Plaats van de frets op een gitaar Praktische Opdracht Wiskunde Door: Martijn de Bruijn en Ramon Handulle Klas: 4HN5
Bronnen 1. ”Encyclopie van muziekinstrumenten”, uitgeverij Helmond B.V. Helmond 1977. Bladzijde 194: Klassieke en akoustische gitaren. 2. ”Gitaar Starter 1. Elementaire Gitaarmethode door Cees Hartog”, uitgeverij ALSBACH- EDUCA Flevolaan 41 - Naarden - Holland 1984. Bladzijde 6.

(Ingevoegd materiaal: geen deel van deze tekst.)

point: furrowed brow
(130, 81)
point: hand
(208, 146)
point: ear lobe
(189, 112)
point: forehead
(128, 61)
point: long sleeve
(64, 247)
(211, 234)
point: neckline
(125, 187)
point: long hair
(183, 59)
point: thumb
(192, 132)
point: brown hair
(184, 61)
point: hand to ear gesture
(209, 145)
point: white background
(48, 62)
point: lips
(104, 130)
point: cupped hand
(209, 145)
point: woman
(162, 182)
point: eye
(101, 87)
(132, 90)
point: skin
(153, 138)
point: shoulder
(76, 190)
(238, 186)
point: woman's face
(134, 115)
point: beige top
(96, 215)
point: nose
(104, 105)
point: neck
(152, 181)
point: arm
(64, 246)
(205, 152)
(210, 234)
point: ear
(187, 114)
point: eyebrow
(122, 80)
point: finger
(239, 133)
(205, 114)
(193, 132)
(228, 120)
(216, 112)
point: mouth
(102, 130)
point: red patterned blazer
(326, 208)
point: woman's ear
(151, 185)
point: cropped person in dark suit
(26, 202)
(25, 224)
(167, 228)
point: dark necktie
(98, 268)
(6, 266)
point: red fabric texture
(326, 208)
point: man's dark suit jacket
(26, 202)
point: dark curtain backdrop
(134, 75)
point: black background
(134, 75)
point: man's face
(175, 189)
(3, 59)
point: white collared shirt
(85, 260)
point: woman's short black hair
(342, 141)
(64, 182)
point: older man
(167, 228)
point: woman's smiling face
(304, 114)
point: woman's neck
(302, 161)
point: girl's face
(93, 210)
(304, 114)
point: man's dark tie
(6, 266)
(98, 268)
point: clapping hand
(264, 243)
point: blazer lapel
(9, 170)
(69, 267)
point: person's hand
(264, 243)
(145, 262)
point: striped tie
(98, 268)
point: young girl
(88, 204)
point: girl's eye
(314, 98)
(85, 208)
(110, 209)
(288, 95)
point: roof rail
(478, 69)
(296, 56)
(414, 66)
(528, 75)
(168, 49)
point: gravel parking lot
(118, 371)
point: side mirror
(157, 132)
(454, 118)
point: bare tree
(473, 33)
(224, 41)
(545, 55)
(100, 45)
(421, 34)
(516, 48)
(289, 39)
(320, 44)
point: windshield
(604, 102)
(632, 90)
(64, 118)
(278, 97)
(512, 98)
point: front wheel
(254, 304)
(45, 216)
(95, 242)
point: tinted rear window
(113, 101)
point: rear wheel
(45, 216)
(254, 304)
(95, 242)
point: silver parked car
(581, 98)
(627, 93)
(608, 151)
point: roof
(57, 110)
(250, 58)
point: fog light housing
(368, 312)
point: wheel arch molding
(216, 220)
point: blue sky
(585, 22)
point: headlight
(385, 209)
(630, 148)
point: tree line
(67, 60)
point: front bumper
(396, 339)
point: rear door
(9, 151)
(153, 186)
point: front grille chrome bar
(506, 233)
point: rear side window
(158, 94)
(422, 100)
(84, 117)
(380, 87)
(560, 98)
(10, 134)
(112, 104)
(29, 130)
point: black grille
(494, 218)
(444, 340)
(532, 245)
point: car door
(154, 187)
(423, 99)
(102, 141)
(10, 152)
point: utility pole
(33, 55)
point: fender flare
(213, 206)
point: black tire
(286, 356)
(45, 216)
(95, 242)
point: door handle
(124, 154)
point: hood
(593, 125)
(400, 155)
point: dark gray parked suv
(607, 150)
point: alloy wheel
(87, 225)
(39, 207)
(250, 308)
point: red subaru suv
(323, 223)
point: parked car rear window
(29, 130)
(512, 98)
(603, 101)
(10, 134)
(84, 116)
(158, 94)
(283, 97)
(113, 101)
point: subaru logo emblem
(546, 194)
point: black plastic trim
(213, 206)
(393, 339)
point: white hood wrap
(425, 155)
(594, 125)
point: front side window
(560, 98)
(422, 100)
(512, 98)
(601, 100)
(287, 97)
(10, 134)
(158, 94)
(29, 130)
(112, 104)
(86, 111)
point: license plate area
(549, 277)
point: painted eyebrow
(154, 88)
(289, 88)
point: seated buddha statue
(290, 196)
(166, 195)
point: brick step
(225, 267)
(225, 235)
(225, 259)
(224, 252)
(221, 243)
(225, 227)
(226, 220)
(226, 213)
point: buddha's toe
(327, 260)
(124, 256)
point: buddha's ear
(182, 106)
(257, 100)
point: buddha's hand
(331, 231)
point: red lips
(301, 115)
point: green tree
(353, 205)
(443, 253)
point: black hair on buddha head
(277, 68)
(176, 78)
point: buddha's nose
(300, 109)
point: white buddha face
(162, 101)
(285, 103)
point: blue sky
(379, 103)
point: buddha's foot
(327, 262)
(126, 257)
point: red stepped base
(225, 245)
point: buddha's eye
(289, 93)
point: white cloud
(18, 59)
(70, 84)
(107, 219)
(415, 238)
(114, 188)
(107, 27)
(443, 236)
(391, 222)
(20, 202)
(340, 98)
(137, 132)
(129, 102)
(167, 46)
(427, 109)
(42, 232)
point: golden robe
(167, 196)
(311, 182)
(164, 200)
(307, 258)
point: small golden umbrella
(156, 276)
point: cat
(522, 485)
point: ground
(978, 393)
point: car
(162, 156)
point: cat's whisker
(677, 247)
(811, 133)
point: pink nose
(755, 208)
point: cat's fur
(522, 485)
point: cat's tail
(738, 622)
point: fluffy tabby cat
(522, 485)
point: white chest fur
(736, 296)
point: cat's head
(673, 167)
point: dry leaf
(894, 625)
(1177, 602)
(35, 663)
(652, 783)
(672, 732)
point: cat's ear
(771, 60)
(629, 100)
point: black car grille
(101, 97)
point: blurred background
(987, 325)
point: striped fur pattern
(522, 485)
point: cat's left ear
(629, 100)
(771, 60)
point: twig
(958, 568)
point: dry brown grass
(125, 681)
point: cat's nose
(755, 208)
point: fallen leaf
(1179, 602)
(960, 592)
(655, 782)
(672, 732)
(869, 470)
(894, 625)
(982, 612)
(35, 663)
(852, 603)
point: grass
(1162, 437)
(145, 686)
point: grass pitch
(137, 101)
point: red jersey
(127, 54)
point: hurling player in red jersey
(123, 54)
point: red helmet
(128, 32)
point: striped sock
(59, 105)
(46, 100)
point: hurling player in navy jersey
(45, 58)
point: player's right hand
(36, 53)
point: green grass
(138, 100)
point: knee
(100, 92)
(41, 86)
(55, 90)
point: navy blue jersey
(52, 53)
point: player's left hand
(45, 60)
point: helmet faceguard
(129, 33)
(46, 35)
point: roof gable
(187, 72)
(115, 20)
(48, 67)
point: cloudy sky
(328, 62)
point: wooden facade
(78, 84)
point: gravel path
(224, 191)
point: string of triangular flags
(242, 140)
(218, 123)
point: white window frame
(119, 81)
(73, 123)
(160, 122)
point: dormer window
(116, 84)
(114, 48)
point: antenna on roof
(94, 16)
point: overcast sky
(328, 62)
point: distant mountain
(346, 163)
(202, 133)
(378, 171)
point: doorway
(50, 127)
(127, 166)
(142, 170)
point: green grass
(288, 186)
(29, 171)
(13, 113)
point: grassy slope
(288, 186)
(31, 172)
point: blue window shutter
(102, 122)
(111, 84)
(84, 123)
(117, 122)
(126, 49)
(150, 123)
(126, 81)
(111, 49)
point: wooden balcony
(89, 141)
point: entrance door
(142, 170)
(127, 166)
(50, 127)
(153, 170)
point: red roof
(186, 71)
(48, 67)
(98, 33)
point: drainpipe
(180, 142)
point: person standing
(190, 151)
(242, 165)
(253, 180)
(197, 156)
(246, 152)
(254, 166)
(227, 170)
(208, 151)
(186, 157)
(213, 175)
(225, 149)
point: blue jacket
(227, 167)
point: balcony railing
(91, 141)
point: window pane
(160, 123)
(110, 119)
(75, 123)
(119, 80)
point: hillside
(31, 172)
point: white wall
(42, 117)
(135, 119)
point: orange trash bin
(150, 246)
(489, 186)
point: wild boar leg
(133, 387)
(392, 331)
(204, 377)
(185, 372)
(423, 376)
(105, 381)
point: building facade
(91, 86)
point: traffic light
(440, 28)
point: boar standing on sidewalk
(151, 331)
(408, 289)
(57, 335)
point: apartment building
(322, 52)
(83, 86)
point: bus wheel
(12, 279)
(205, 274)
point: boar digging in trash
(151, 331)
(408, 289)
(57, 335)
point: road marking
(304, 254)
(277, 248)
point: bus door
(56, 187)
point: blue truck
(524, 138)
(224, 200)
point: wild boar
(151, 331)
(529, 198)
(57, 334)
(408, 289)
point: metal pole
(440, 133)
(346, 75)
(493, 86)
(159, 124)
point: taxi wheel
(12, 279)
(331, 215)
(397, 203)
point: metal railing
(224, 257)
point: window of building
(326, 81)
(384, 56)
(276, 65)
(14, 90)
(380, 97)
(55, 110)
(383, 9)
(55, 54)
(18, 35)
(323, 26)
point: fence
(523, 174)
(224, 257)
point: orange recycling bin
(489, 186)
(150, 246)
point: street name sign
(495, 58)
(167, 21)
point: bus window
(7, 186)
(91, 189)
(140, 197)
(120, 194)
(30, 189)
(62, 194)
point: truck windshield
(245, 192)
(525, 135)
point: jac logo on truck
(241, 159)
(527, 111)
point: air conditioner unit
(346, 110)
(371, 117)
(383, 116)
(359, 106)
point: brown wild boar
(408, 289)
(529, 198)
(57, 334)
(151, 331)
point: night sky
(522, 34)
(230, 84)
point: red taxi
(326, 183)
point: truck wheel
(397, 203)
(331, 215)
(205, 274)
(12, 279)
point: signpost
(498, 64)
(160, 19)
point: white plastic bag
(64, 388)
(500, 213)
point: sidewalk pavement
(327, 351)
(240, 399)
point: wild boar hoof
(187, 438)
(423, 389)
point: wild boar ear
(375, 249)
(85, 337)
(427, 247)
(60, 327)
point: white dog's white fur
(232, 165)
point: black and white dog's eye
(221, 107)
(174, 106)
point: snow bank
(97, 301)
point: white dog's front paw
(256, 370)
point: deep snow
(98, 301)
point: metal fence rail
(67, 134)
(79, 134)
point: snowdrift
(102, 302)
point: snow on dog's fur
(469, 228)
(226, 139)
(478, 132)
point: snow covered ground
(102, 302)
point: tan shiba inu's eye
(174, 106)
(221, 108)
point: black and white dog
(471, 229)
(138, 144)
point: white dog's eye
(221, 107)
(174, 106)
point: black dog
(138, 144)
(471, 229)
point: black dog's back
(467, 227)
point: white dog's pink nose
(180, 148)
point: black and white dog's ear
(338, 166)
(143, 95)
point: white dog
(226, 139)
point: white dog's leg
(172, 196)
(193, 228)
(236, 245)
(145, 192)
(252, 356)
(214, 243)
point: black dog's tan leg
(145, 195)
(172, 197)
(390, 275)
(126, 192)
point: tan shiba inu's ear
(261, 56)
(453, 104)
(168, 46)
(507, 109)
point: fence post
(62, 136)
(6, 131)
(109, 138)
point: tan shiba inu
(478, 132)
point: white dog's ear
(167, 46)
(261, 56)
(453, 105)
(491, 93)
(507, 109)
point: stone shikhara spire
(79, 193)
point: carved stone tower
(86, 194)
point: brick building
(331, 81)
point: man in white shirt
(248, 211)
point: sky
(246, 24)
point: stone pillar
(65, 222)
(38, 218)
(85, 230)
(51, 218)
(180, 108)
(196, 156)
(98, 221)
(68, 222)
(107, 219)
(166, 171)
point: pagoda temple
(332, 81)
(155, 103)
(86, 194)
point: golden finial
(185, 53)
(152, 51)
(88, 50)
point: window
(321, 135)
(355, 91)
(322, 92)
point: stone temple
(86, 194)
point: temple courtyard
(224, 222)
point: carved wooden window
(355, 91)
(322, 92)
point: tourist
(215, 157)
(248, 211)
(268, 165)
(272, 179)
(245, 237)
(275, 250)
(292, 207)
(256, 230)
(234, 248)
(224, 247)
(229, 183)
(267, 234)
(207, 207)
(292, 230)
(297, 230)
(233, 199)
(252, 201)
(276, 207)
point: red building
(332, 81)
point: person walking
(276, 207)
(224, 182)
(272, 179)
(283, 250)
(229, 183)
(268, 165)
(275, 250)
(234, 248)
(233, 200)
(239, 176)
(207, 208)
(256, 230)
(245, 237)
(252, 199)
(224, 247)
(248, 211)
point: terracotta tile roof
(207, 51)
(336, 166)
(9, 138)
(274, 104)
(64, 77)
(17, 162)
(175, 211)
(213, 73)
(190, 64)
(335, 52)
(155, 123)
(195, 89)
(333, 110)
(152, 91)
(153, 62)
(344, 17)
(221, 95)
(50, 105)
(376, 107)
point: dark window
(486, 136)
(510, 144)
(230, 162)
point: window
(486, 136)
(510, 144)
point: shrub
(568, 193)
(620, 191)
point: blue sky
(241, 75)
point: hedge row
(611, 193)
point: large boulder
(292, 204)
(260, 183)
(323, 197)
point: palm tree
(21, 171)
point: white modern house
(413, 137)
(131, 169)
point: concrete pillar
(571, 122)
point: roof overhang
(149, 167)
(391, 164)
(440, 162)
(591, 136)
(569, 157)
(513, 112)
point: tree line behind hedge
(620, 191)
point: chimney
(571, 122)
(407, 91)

Inleiding De gitaar is in veel delen van de wereld een populair instrument. Naast de klassieke akoustische gitaar bestaan er ook elektrische gitaren, zoals de elektrische basgitaar. In de figuur van bijlage A is afgebeeld hoe een klassieke gitaar er uit ziet. Daarbij staan ook de namen van de delen waaruit de gitaar bestaat. In ons verslag worden de volgende onderdelen dikwijls genoemd: brug, frets en kam. De functie van de verschillende onderdelen is als volgt: - De kop met de stemmechanieken dient om de snaren te stemmen. - De snaren worden gespannen tussen de brug en de kam. Bij een losse snaar kan het gedeelte tussen brug en kam trillen. Daarom noemen we in ons verslag de brug ook wel fret 0. - De hals is de plaats waar je je vingers van de linkerhand neerzet. Hiermee druk je de snaren tegen de frets. Wanneer je nu tokkelt tegen een snaar dan gaat het gedeelte tussen de fret en de kam trillen. - De trilling wordt overgedragen op de klankkast, die ook wel de romp wordt genoemd. Door resonantie van de klankkast wordt de trilling versterkt. Via het klankgat komt de trillende lucht naar buiten en bereikt als geluid je oren. Opmerking De lengte van een losse (niet aangedrukte) snaar is altijd de lengte tussen brug en kam. De toon van een losse snaar wordt alleen nog maar bepaald door het materiaal, de dikte en de spanning. De zes (nylon) snaren die je op een akoustische gitaar spant zijn verschillend in dikte. De drie dikste snaren zijn omwonden met metaaldraad. Afstellen van de spanning van de snaren met de schroeven in de gitaarkop heet het stemmen van de gitaar. Het stemmen is een nauwkeurig werkje. De snaren zijn, van dik naar dun, meestal gestemd als volgt: lage E , lage A , D , G , B , hoge E
1
Probleemstelling Het is nu duidelijk wat de verschillende functies zijn van de onderdelen van een klassieke gitaar. Maar het is niet zo duidelijk waarom sommige onderdelen nu juist deze bepaalde vorm hebben. Waar we ons in deze Praktische Opdracht Wiskunde mee bezig zullen houden is de volgende vraag: Waarom zijn de frets op de hals van een gitaar op deze manier geplaatst ? Waarom staan ze bijvoorbeeld niet op gelijke afstanden van elkaar? Niet alleen bij akoustische gitaren, maar ook bij elektrische gitaren en instrumenten zoals luiten, citers en banjo’s zie je ongeveer dezelfde soort verdeling van de frets. Deze verdeling is in ieder geval niet lineair, want de frets staan niet op gelijke afstanden van elkaar, maar wat is het dan w´el ?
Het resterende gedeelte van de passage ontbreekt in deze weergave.